Kevin was not to be distracted. He tried to soothe me, petting my hair back from my forehead saying he just needed to be gentle and slow and then it would be good. He tried to pull him out slowly and even that felt like I was being torn at. I let him push in once more and it felt no better, which seemed the cruelest joke of the gods to be played on me of many well done ridicules. I begged him off, with him becoming invisible to me in my despair. He laid back and whined, "Well, can, you, at least, suck it?"
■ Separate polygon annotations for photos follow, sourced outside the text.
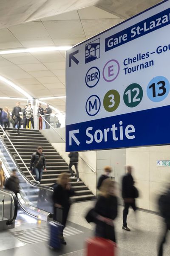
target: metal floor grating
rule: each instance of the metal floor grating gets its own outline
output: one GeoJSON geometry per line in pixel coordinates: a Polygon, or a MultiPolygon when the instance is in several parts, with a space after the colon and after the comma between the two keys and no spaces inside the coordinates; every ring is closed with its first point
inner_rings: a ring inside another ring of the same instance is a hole
{"type": "MultiPolygon", "coordinates": [[[[64,237],[84,233],[83,231],[68,226],[64,229],[64,237]]],[[[25,244],[31,244],[48,241],[50,239],[49,227],[48,226],[14,232],[10,232],[14,237],[25,244]]]]}

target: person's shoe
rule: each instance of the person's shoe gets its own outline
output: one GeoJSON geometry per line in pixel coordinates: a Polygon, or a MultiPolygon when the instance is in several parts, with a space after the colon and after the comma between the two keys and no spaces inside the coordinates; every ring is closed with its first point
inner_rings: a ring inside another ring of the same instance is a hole
{"type": "Polygon", "coordinates": [[[129,228],[127,226],[126,227],[124,227],[124,226],[122,226],[122,229],[124,229],[125,230],[126,230],[127,231],[130,231],[130,228],[129,228]]]}
{"type": "Polygon", "coordinates": [[[64,238],[62,239],[62,244],[65,244],[65,245],[67,244],[66,241],[64,238]]]}

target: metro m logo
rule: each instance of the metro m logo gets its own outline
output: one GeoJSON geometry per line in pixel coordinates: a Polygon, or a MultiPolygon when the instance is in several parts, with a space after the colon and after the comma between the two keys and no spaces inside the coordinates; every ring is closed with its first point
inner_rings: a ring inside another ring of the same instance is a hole
{"type": "Polygon", "coordinates": [[[89,116],[95,116],[99,111],[100,100],[97,95],[92,95],[88,99],[85,105],[85,110],[89,116]]]}

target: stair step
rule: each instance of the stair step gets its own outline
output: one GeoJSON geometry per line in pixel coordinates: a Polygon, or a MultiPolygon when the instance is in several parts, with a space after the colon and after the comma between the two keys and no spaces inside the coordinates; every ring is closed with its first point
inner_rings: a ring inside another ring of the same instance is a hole
{"type": "Polygon", "coordinates": [[[87,200],[90,199],[95,199],[96,197],[94,195],[76,195],[71,197],[72,199],[73,199],[76,201],[82,201],[85,199],[87,200]]]}

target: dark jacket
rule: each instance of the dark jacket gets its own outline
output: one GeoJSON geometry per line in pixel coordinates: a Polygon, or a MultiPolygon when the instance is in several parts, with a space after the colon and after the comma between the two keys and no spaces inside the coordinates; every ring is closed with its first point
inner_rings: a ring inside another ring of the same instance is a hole
{"type": "MultiPolygon", "coordinates": [[[[53,201],[54,204],[61,204],[63,207],[63,220],[62,224],[65,226],[71,203],[70,197],[74,195],[74,191],[71,189],[66,189],[61,185],[56,184],[54,186],[53,201]]],[[[56,207],[54,207],[54,219],[55,220],[56,207]]]]}
{"type": "Polygon", "coordinates": [[[100,196],[96,203],[93,211],[93,218],[96,224],[96,236],[116,241],[114,227],[97,220],[99,215],[111,220],[114,220],[117,215],[117,199],[116,196],[108,197],[100,196]]]}
{"type": "Polygon", "coordinates": [[[60,128],[61,126],[61,124],[60,122],[58,122],[56,124],[56,128],[60,128]]]}
{"type": "Polygon", "coordinates": [[[49,115],[48,116],[50,116],[50,114],[51,114],[52,113],[52,109],[51,109],[51,108],[50,108],[49,107],[48,108],[47,108],[46,109],[46,112],[45,113],[45,115],[47,115],[48,114],[49,114],[49,115]]]}
{"type": "Polygon", "coordinates": [[[1,118],[2,118],[2,122],[3,123],[9,122],[8,118],[10,117],[9,113],[8,116],[8,114],[7,114],[7,113],[6,113],[5,111],[3,111],[3,110],[2,111],[2,114],[1,114],[1,118]]]}
{"type": "Polygon", "coordinates": [[[78,163],[79,161],[79,153],[78,152],[71,152],[68,154],[70,158],[70,163],[78,163]]]}
{"type": "Polygon", "coordinates": [[[43,111],[44,111],[44,109],[43,108],[38,108],[38,112],[37,112],[38,114],[40,114],[40,115],[42,116],[44,114],[43,111]]]}
{"type": "Polygon", "coordinates": [[[46,169],[45,158],[43,153],[40,154],[37,151],[34,153],[31,160],[30,170],[32,170],[33,167],[40,170],[43,166],[46,169]]]}
{"type": "Polygon", "coordinates": [[[106,179],[108,179],[109,177],[107,176],[106,175],[105,175],[104,174],[102,174],[100,177],[99,179],[98,183],[97,184],[97,189],[99,190],[100,190],[100,187],[102,185],[102,183],[103,180],[105,180],[106,179]]]}
{"type": "Polygon", "coordinates": [[[123,198],[134,198],[134,182],[131,174],[127,173],[123,176],[122,181],[122,197],[123,198]]]}
{"type": "Polygon", "coordinates": [[[14,176],[11,176],[6,180],[5,184],[5,189],[13,191],[17,195],[20,192],[20,180],[18,177],[14,176]]]}
{"type": "Polygon", "coordinates": [[[23,108],[23,117],[26,118],[26,109],[25,108],[23,108]]]}
{"type": "Polygon", "coordinates": [[[21,108],[20,107],[14,107],[12,112],[12,117],[15,116],[16,117],[20,117],[20,112],[22,112],[21,108]]]}

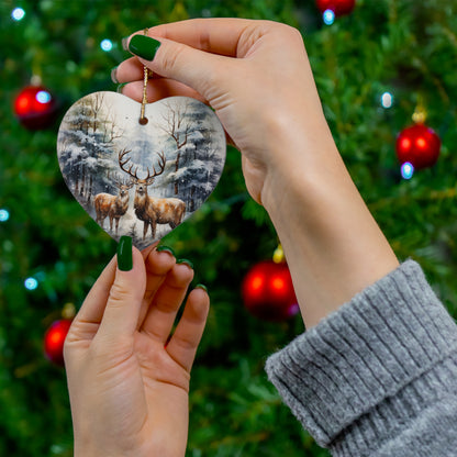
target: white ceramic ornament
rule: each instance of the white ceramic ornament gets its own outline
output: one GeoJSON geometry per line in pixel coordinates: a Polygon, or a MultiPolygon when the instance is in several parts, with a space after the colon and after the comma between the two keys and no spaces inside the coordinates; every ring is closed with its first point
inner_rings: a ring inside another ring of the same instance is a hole
{"type": "Polygon", "coordinates": [[[171,97],[144,105],[96,92],[65,114],[57,156],[69,190],[114,239],[140,249],[188,219],[215,188],[225,134],[202,102],[171,97]]]}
I'd never done that before, of course, and the results were hysterical. Since all I'd ever heard was "suck it" and "blow job" I actually thought you just sucked it like a lollipop. No up or down, just put your mouth around it and suck, come up for air, apparently, as it turned out to be necessary to do, and then - blow? So, I sucked like a vaccuum, squeezing it tighter and tighter until I had to release, and then blew on the tip. He let me go on like that for quite a while, which must have just baffled him to no end, finally pushing me off, saying nevermind, and we all fell to sleep.

At dawn, I heard him awake and I feigned sleep for a moment. He sat up slowly enough at first, and then after a moment's pause, bolted out of the bed and there was great commotion in his bathroom, and then I heard his famous Orange VW bus peel away from his own house. Hurt, but

not surprised given the events of the prior evening, I sat up. There was blood literally as though I had been murdered all over the sheets, my legs, the blanket, Everything. It was like Carrie. I couldn't understand how that much blood could have come from me. Later I would learn that it wasn't just Kevin who got me so wet, I had indeed simulteanously started my period that night. I groped to the bathroom, stunned that I was dripping blood the whole way there, and tried to wipe myself as best I could.

I snuck back in the house through the doggie door, couldn't shower at that wee hour without Mom knowing I'd been out, so I slept for a few hours longer in my mess. In the full Sunday morning, after my shower, I went to Mom for Tampax.

"Oh! My little girl has become a woman!" She cried.